Стыдно плакать мужчине. Слезы не к лицу. Но еще горше — прожить впустую. Живи спокойно! Живи! Ты был виноват, но жизнь уже давно свела с тобой суровые счеты свои.
Яровой просматривает записи показаний о Медузе, — Константине Чумаеве, ставшем не только рыбаком — нужным в Анапке человеком, а и отцом Митяньки, мальчишки-сироты.
Костя… В житейской радости своей он сумел забыть о враге. Жизнь, избивавшая его, внезапно подарила радость. И, не знавший никогда забот о себе, о людях. Костя потянулся к мальчишке. Вначале, может, инстинктивно. А потом прирос к нему всем, сердцем своим — большим и добрым. Обиженным и отходчивым.
«Вы говорили с сыном?!» — вспоминает Яровой крик ужаса. И руки Кости, внезапно обессилившие. Будто последнюю теплинку в жизни отняли у него.
Злоба сжигала человека. Месть… Он жил ею долгие годы. Хотя знал, мог предположить, что последует за этим… Снова лагеря… Лишения. А дальше? Лучше не думать. Но даже возможность жить, как все — затмевала злоба на Скальпа. Заглушала голос разума, это был бунт натуры с несправедливостью. И не только на Скальпа он мог обрушиться. Кто знает, что было бы, попадись им на пути не Скальп — другой, напоминающий его. Его бы, как боль, как жизнь свою никчемную, как прошлое, как завтра — которого не стоит ждать, убил бы любой из подозреваемых. Но Костя… Забыл! Сын — солнце среди ночи, костер во льдах, радость — забытая и отвернувшаяся когда-то. Это он, не ведая о том, погасил злую память. Но судьба и здесь жестоко посмеялась. И… Снова встреча. В которой виноват сам Скальп.

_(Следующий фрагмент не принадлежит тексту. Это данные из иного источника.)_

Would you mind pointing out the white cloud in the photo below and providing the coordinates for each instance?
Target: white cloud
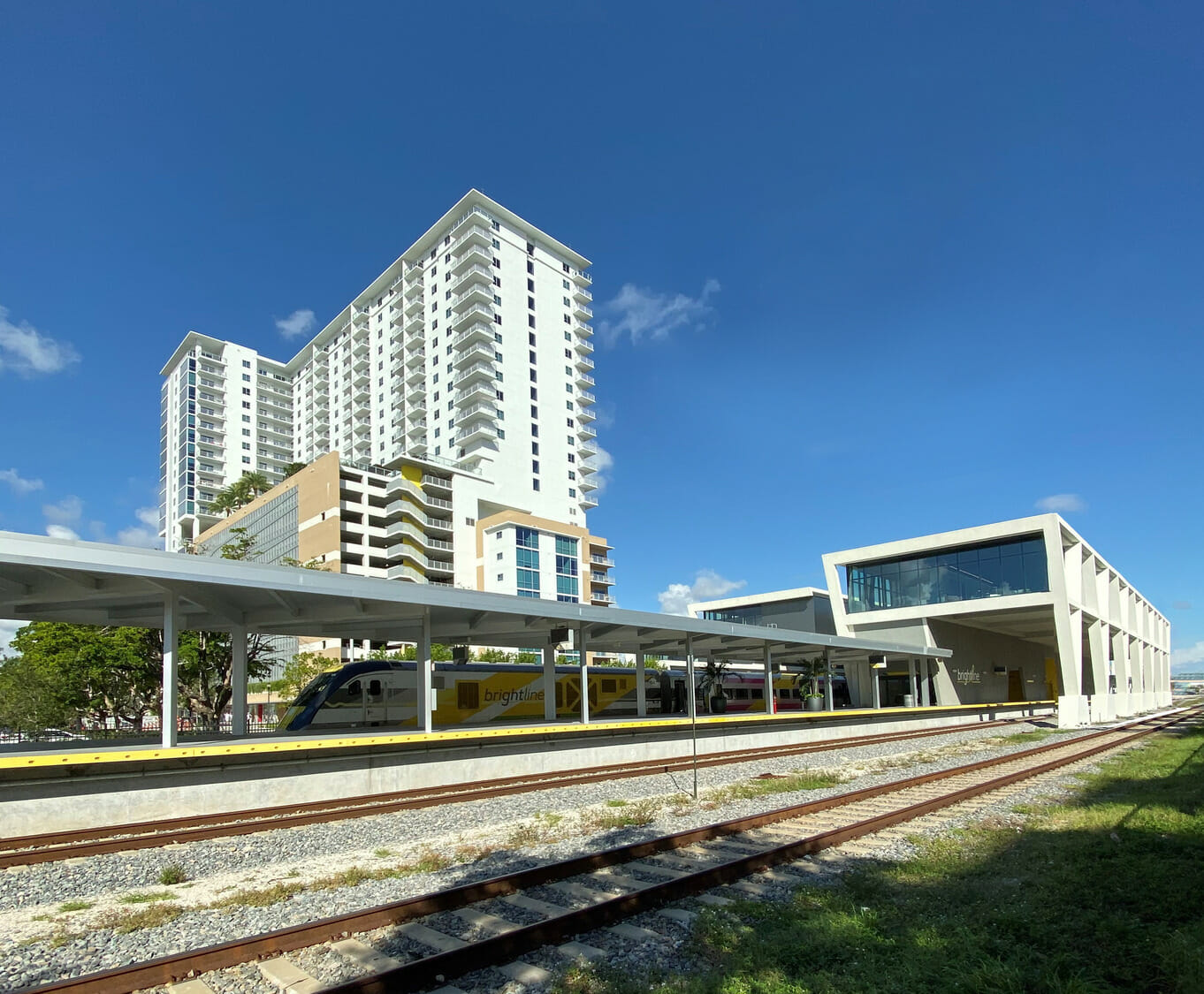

Хотел убить. Уже решился. Но не вышло. Словно нарочно кто-то подножку подставил. И одумался Костя! Вовремя! Кстати! Ведь у него уже есть, имелся свой якорь в жизни. Он держал его куда как крепче, чем прошлое! Его сын! Пусть не родной! Но ведь отцом зовет. Хотя все знает. И не стыдится. Любит Костю.